Sequence Classification Using Deep Learning

This example shows how to classify sequence data using a long short-term memory (LSTM) network.

To train a deep neural network to classify sequence data, you can use an LSTM neural network. An LSTM neural network enables you to input sequence data into a network, and make predictions based on the individual time steps of the sequence data.

This diagram illustrates sequence data flowing through a sequence classification neural network.

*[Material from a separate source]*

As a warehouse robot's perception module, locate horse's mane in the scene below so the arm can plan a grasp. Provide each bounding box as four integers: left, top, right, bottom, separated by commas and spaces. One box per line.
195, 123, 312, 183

This example uses the Waveform data set. This example trains an LSTM neural network to recognize the type of waveform given time series data. The training data contains time series data for four types of waveform. Each sequence has three channels and varies in length.

Load Sequence Data

Load the example data from WaveformData. The sequence data is a numObservations-by-1 cell array of sequences, where numObservations is the number of sequences. Each sequence is a numTimeSteps-by-numChannels numeric array, where numTimeSteps is the number of time steps of the sequence and numChannels is the number of channels of the sequence. The label data is a numObservations-by-1 categorical vector.

load WaveformData

Visualize some of the sequences in a plot.

numChannels = size(data{1},2);

idx = [3 4 5 12];
figure
tiledlayout(2,2)
for i = 1:4
    nexttile
    stackedplot(data{idx(i)},DisplayLabels="Channel "+string(1:numChannels))
    
    xlabel("Time Step")
    title("Class: " + string(labels(idx(i))))
end

View the class names.

classNames = categories(labels)

classNames = 4×1 cell
    {'Sawtooth'}
    {'Sine'    }
    {'Square'  }
    {'Triangle'}

Set aside data for testing. Partition the data into a training set containing 90% of the data and a test set containing the remaining 10% of the data. To partition the data, use the trainingPartitions function, attached to this example as a supporting file. To access this file, open the example as a live script.

numObservations = numel(data);
[idxTrain,idxTest] = trainingPartitions(numObservations,[0.9 0.1]);
XTrain = data(idxTrain);
TTrain = labels(idxTrain);

XTest = data(idxTest);
TTest = labels(idxTest);

Prepare Data for Padding

During training, by default, the software splits the training data into mini-batches and pads the sequences so that they have the same length. Too much padding can have a negative impact on the network performance.

To prevent the training process from adding too much padding, you can sort the training data by sequence length, and choose a mini-batch size so that sequences in a mini-batch have a similar length. The following figure shows the effect of padding sequences before and after sorting data.

Get the sequence lengths for each observation.

numObservations = numel(XTrain);
for i=1:numObservations
    sequence = XTrain{i};
    sequenceLengths(i) = size(sequence,1);
end

Sort the data by sequence length.

[sequenceLengths,idx] = sort(sequenceLengths);
XTrain = XTrain(idx);
TTrain = TTrain(idx);

View the sorted sequence lengths in a bar chart.

figure
bar(sequenceLengths)
xlabel("Sequence")
ylabel("Length")
title("Sorted Data")

Define LSTM Neural Network Architecture

Define the LSTM neural network architecture.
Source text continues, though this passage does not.